抵抗者レジスターとしてリトを認めたケイが、二人で戦おうと誘うシーン……最高! 何度観ても好きしかない! 所属組織の違う二人が初めて共闘してエラーと戦うなんて……こんなのもう付き合ってるじゃん!?)


 互いに別の相棒がいる。それでもこのとき、二人は確かに相棒……いや、相棒以上の関係になったのだ。例えリトの出番が、漫画でいえば一巻分、アニメでいえば二話分しかないとしても、少なくとも一希の脳内では……!


(ケイリト最高――!)


「一希?」

「ッ!」


 そのとき扉の向こうから父親の声が聞こえてきて、一希は瞬時に動いていた。リモコンを操作してニュースに変え、姿勢を正す。

 ガチャリ、と扉が開いて父が顔を覗かせた。


「まだ起きてるのか?」

「うん。今日は塾の宿題と、予習に手間取っちゃって。でもニュースは観ておかないと」

「真面目なのは感心だが、あまり夜更かしはするなよ。体に悪い」

「はい」


 おやすみ、と父が出ていく。澄ました耳に、父が寝室へ向かう足音が聞こえた。


 完全に音が消えてから、一希は大きく息を吐く。


(よかった……バレなかった)


 一希はアニメや漫画が好きなオタクであり、BLが好きな、所謂腐男子だ。いずれ卒業しなくてはと思っているが――とりあえず今は必死に隠れて、趣味を楽しんでいる。

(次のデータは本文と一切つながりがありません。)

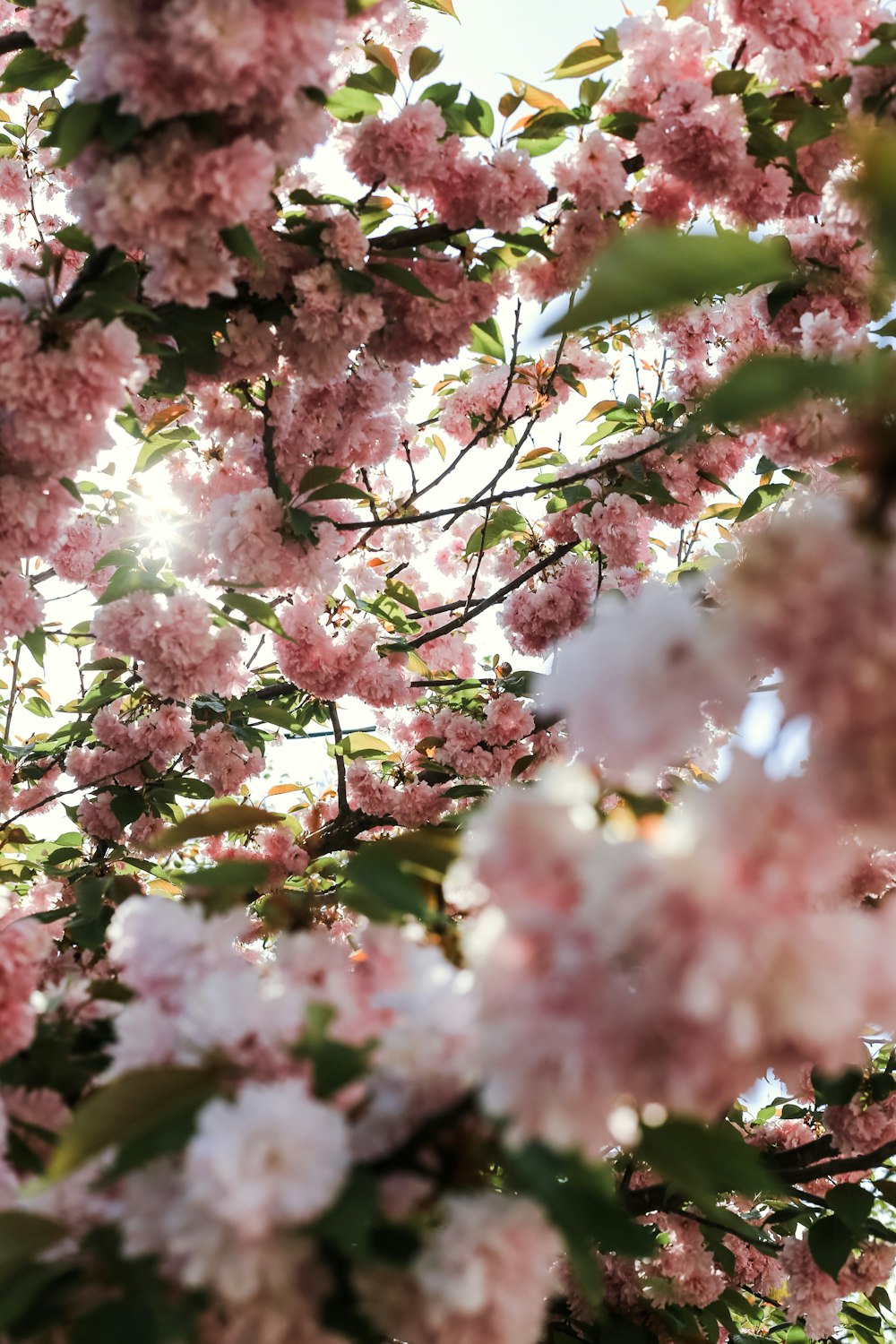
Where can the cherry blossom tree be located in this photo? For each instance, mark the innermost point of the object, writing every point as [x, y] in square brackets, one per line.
[408, 503]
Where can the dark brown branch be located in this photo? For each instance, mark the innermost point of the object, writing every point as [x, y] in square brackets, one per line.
[402, 238]
[341, 832]
[839, 1166]
[340, 760]
[520, 492]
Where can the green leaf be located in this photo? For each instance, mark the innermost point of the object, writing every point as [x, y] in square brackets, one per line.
[241, 244]
[831, 1242]
[126, 1109]
[503, 521]
[37, 706]
[731, 81]
[316, 476]
[26, 1236]
[400, 591]
[654, 269]
[263, 613]
[443, 5]
[35, 642]
[761, 499]
[341, 491]
[378, 80]
[769, 383]
[387, 879]
[704, 1160]
[352, 104]
[126, 806]
[126, 581]
[424, 62]
[852, 1203]
[34, 69]
[215, 822]
[487, 339]
[73, 129]
[226, 884]
[403, 277]
[589, 56]
[363, 746]
[479, 117]
[74, 238]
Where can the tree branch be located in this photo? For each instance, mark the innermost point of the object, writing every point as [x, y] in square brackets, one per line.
[495, 597]
[340, 760]
[15, 42]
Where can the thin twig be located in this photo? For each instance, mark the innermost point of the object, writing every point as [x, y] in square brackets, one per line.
[340, 760]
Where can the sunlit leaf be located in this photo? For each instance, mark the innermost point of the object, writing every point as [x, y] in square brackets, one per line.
[215, 822]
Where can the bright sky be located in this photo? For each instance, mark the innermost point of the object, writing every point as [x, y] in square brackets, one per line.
[493, 39]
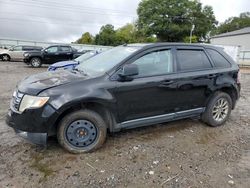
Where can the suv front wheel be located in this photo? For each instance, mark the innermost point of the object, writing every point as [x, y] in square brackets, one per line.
[5, 57]
[36, 62]
[218, 109]
[82, 131]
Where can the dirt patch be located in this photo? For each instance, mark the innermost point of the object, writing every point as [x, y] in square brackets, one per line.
[184, 153]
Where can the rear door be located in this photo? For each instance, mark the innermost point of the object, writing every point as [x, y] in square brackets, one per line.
[195, 78]
[16, 53]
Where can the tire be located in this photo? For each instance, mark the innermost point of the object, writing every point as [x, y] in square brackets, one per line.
[5, 57]
[36, 62]
[218, 109]
[82, 131]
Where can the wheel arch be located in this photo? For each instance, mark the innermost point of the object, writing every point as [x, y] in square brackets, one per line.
[230, 90]
[97, 107]
[6, 54]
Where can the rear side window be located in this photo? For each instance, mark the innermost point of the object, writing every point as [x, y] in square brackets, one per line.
[189, 60]
[218, 59]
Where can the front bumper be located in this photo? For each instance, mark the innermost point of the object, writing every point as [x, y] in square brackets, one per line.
[34, 124]
[26, 60]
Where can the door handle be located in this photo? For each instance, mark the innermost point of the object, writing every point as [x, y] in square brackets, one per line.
[166, 83]
[211, 75]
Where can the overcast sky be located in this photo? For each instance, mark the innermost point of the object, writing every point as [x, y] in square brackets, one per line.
[65, 21]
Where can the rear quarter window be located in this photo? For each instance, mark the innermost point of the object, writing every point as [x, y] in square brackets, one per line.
[190, 60]
[218, 59]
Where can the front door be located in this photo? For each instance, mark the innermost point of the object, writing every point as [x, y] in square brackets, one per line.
[195, 78]
[151, 92]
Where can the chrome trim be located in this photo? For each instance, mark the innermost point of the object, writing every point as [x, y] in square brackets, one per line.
[160, 118]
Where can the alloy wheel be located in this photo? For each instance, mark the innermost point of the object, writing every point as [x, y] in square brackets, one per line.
[81, 133]
[220, 110]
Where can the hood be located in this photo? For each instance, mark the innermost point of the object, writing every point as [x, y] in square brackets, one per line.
[64, 63]
[37, 83]
[3, 51]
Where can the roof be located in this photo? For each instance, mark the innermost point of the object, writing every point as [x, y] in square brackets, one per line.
[160, 44]
[243, 31]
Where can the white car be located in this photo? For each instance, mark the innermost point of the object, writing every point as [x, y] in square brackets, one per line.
[16, 53]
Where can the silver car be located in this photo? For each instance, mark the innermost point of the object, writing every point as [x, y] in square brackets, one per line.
[15, 53]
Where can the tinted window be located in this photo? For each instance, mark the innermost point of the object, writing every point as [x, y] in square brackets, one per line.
[52, 49]
[65, 49]
[155, 63]
[192, 60]
[17, 48]
[218, 59]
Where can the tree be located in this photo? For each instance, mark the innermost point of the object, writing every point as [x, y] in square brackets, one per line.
[234, 23]
[130, 34]
[86, 38]
[171, 20]
[106, 36]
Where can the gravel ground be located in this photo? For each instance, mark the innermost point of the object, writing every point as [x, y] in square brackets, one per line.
[183, 153]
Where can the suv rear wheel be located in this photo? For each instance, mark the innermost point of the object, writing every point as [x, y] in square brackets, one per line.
[5, 57]
[218, 109]
[36, 62]
[82, 131]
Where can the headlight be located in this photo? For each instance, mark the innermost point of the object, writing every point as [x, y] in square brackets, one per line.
[26, 54]
[32, 102]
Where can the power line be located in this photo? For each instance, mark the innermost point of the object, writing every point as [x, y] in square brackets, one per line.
[53, 23]
[66, 8]
[65, 4]
[77, 21]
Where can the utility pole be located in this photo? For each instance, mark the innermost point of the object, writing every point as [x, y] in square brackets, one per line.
[191, 33]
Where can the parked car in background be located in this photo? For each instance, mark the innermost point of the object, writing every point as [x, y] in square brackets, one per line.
[126, 87]
[15, 53]
[50, 55]
[72, 63]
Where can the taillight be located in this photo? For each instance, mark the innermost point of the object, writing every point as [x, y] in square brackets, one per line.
[238, 77]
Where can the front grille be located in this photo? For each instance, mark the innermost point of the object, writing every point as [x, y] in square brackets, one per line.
[16, 100]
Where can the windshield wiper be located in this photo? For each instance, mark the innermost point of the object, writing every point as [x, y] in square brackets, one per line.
[80, 71]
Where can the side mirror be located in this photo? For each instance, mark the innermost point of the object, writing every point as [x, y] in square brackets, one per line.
[128, 70]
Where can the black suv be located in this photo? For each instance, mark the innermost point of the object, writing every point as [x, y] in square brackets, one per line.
[50, 55]
[126, 87]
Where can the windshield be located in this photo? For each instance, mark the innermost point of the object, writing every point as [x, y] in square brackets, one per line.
[105, 61]
[85, 56]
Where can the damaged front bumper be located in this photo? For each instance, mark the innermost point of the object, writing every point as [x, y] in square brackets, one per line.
[32, 124]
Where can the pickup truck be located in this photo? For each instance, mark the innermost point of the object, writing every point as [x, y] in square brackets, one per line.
[15, 53]
[50, 55]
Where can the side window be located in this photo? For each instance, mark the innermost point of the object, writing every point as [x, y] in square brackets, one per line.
[218, 59]
[52, 49]
[65, 49]
[17, 48]
[189, 60]
[155, 63]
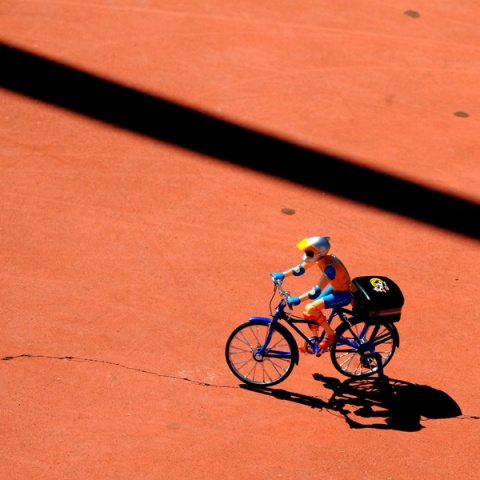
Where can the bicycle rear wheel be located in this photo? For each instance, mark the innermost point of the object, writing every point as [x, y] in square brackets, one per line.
[363, 349]
[252, 362]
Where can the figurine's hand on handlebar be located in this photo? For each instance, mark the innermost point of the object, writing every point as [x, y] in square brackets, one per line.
[292, 301]
[278, 276]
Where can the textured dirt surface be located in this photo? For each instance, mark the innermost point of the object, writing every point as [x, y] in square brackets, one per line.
[135, 237]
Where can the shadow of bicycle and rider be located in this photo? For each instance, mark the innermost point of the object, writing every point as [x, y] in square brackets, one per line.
[380, 402]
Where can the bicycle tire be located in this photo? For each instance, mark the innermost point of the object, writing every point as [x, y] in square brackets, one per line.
[242, 353]
[362, 347]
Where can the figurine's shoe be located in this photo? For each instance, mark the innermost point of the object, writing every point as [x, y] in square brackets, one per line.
[327, 341]
[307, 347]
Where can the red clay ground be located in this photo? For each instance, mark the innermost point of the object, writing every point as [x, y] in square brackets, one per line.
[127, 261]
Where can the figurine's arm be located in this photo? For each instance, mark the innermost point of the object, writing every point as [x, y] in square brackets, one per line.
[294, 271]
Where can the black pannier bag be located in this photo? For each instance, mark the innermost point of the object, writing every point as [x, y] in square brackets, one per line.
[378, 298]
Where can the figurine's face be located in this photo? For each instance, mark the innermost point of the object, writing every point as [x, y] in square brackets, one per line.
[311, 256]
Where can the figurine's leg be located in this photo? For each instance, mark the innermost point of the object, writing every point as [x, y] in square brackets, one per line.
[313, 311]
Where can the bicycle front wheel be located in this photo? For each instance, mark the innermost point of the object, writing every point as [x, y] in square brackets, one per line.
[256, 360]
[363, 349]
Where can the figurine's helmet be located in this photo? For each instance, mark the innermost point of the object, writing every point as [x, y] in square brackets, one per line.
[314, 248]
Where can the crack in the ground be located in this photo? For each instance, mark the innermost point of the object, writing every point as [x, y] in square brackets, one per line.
[115, 364]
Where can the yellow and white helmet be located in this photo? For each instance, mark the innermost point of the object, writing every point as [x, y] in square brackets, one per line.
[314, 248]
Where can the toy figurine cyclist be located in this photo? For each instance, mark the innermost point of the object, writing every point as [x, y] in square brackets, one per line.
[332, 290]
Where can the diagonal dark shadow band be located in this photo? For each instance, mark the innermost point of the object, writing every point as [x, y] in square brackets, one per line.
[86, 94]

 そこでふと部屋の時計を見上げた一希は、時刻が〇時前であることに気づいた。


(……寝たよね?)


 家の中がシンと静まり返っていることを確認しつつテレビを消し、寝間着からシャツとジーンズに着替える。マスクと帽子を身に着けると、財布を手にそっと部屋を出た。音を立てないよう一階へ。気配を殺して外へ出ると、颯爽と自転車に跨って走り出す。


 今日は平日ど真ん中で、一希は明日も授業のある高校一年生だ。本来であればベッドに入って眠る時間である。

 にもかかわらず一希が外へ出たのには理由があった。


(待っててりったん! ケイ!)


 今日からコンビニに、『Eの抵抗者レジスター』のコラボグッズが並ぶからだ。

 対象のお菓子を買うと、缶バッジがついてくる。……いや、逆か。一希にとっては、缶バッジのおまけにお菓子がついてくる。

 ファンとしてこれを手に入れたくないはずがない。

 絶対にゲットするため、そして購入する姿を見られないために、この時間に向かうしかなかったのである。


 押しカプ二人の缶バッジを手に入れるべく、一希は夜中に一人、ペダルを漕ぐのだった。